Elisabeth Jacobs

More income peaks and valleys today

A new study from the Economic Policy Institute shows that family income has become increasingly volatile in the past 35 years. In other words, we're facing more up-and-down swings than a generation ago.

Researchers Jacob Hacker (professor of political science and resident fellow of the Institution for Social and Policy Studies at Yale University) and Elisabeth Jacobs (a fellow in the Multidisciplinary Program on Inequality & Social Policy at Harvard University) have this to say:

Recent analysis shows that families are facing much greater income swings than they did a generation ago. The Chart plots the increase in average family income volatility, showing various peaks and valleys around an upward trend since the mid-1970s. Over the last three decades, volatility by this measure has doubled.

Most Americans have little in the way of easily tapped wealth to tide them over when their incomes drop. It is on the downward trips of the economic roller coaster that jobs, houses, savings, and other things gained on the way up get lost. No wonder Americans are worried about their economic security.

They also put together this nifty chart, which is a little hard to read in this format. Here's a link to the site, which has magnifying glass icon that allows you zoom in.

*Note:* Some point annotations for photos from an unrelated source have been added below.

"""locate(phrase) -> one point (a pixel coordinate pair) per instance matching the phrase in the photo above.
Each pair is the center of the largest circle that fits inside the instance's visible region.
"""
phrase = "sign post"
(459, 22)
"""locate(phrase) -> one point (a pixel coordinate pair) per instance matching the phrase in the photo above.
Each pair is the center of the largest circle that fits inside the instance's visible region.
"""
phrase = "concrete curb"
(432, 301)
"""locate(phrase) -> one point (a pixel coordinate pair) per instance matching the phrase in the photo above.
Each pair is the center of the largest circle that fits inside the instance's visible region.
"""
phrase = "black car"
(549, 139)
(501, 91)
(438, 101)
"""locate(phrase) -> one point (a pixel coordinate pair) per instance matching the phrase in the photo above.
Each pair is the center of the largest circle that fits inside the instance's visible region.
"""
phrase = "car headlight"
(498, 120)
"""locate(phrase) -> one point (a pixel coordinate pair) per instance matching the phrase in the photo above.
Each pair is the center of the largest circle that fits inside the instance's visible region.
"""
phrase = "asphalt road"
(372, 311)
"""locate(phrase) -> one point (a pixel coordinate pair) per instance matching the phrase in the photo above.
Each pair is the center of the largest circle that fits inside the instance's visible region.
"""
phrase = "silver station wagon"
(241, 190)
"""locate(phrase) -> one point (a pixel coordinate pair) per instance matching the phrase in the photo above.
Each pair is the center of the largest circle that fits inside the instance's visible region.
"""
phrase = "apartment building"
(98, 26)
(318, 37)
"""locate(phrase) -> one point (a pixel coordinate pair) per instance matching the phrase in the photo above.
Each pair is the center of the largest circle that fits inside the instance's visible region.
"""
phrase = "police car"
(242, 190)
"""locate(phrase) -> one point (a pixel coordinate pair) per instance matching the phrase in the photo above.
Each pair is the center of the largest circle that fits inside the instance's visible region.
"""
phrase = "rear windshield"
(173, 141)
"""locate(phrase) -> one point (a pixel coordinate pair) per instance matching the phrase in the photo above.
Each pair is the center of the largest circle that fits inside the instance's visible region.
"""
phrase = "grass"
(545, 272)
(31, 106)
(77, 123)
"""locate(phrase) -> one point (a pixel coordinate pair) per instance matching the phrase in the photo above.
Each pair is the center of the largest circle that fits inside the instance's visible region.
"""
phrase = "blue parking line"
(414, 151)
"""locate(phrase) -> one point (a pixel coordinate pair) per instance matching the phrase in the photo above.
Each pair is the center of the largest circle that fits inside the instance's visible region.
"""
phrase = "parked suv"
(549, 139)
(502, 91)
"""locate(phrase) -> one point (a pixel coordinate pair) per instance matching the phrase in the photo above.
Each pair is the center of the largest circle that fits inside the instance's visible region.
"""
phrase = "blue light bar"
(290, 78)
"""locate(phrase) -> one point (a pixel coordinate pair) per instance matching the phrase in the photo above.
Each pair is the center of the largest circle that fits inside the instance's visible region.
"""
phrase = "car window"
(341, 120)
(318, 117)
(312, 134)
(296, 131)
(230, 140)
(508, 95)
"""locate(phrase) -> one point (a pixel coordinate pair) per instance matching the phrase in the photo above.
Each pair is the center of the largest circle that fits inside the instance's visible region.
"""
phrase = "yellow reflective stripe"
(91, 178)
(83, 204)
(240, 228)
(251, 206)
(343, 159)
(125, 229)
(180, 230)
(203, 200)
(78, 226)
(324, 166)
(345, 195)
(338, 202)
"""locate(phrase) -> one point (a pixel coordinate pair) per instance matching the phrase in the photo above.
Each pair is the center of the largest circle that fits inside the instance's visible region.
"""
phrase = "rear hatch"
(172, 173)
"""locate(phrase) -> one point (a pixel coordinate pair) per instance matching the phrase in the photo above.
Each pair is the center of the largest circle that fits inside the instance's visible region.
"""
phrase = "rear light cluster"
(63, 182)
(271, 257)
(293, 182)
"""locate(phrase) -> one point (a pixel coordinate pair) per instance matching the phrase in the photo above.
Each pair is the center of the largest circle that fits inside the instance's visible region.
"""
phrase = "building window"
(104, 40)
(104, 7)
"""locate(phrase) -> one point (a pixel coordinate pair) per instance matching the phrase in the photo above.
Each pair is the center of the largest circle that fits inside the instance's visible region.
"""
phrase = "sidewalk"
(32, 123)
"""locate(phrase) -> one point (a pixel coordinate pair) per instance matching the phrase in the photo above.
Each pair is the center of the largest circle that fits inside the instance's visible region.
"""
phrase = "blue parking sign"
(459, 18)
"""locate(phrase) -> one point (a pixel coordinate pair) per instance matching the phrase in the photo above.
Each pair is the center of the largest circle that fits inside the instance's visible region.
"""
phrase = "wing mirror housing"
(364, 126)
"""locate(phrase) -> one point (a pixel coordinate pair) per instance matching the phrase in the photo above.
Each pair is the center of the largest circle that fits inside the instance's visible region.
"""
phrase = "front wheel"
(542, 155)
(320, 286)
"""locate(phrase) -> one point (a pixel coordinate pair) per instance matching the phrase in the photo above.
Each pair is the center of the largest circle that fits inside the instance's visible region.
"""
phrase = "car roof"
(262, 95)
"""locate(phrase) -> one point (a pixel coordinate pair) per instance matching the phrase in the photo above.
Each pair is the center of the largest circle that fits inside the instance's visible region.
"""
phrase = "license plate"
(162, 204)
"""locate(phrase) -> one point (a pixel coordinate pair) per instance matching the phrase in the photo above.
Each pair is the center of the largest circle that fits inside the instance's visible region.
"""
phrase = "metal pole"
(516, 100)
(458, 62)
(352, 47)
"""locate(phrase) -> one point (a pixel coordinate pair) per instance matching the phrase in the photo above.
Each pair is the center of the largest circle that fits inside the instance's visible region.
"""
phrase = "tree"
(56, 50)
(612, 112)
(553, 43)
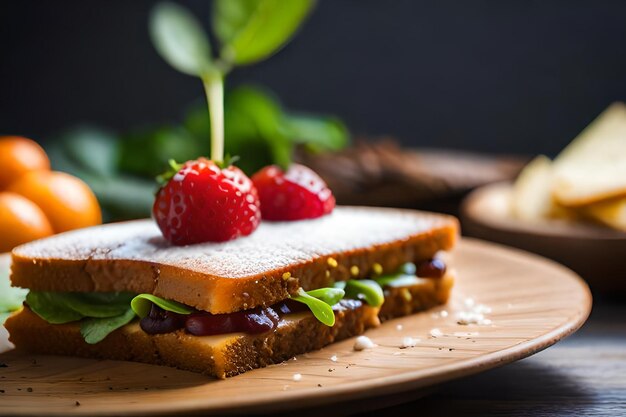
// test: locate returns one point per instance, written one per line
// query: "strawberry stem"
(214, 89)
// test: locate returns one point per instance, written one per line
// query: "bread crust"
(219, 356)
(225, 355)
(130, 257)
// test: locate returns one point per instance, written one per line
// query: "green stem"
(214, 89)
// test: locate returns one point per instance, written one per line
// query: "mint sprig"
(248, 31)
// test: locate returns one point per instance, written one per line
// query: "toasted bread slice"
(593, 167)
(230, 354)
(257, 270)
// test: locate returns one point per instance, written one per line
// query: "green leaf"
(64, 307)
(146, 151)
(124, 196)
(330, 296)
(180, 39)
(252, 30)
(93, 150)
(173, 168)
(365, 289)
(142, 303)
(316, 133)
(51, 308)
(11, 298)
(4, 316)
(94, 330)
(321, 310)
(95, 304)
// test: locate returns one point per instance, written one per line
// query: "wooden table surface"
(584, 375)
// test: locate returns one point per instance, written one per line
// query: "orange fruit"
(19, 155)
(66, 200)
(21, 221)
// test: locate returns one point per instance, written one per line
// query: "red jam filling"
(202, 323)
(433, 268)
(258, 320)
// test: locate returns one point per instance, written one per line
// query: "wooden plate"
(534, 303)
(594, 252)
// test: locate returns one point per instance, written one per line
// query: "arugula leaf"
(180, 39)
(94, 330)
(4, 316)
(51, 308)
(365, 289)
(141, 305)
(398, 280)
(96, 304)
(316, 133)
(330, 296)
(252, 30)
(99, 313)
(321, 310)
(11, 298)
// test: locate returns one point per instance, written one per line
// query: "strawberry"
(296, 194)
(202, 202)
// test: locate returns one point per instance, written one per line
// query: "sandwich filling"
(99, 314)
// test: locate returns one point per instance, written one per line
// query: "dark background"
(496, 76)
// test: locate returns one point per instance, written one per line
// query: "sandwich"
(122, 292)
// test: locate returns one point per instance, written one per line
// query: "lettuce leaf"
(142, 303)
(94, 330)
(365, 289)
(322, 310)
(99, 313)
(11, 298)
(50, 307)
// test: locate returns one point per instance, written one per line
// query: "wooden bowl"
(597, 254)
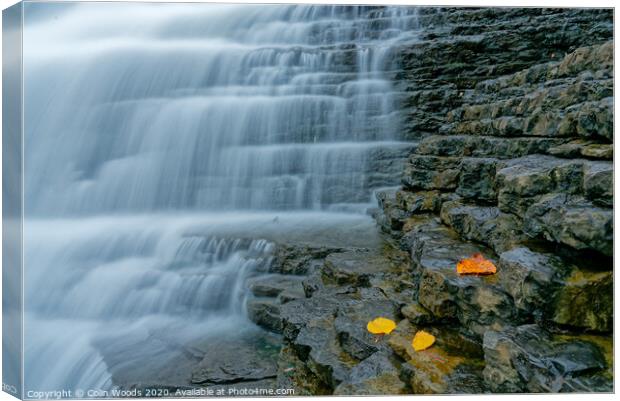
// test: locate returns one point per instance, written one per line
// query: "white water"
(144, 123)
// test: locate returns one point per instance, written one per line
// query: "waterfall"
(156, 134)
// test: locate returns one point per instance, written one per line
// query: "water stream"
(161, 140)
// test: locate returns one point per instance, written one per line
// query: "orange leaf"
(477, 264)
(422, 340)
(381, 325)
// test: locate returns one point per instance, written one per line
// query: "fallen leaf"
(381, 325)
(477, 264)
(422, 340)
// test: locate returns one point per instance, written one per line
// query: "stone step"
(485, 146)
(589, 119)
(475, 302)
(529, 284)
(557, 94)
(586, 149)
(452, 366)
(596, 57)
(528, 359)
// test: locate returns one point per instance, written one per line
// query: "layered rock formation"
(511, 113)
(517, 167)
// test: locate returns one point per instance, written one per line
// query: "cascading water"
(162, 139)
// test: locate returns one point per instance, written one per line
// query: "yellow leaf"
(477, 264)
(381, 325)
(422, 340)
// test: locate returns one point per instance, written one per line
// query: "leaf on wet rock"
(381, 325)
(476, 264)
(422, 340)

I'm really excited to find this volatility documented, because it confirms what I've suspected in talking with friends and neighbors. Everyone seems to have a layoff story, and it rarely comes complete with a happy ending.

After they were laid off, people are getting lower-paying jobs, or the family as a whole is required to spend more hours working. By this, I mean that if one parent was staying home with kids, after they layoff they are forced back into the work force.

This bothers me because I suspect -- but can't yet prove -- that the self-same people who argue for "traditional" American values, like a mother staying home to raise children, would also champion corporate America's freedom to downsize at whim.

The boss who laid off my husband in 2001 was a father of three preschoolers. He liked to joke that he had never changed one of their diapers in his life.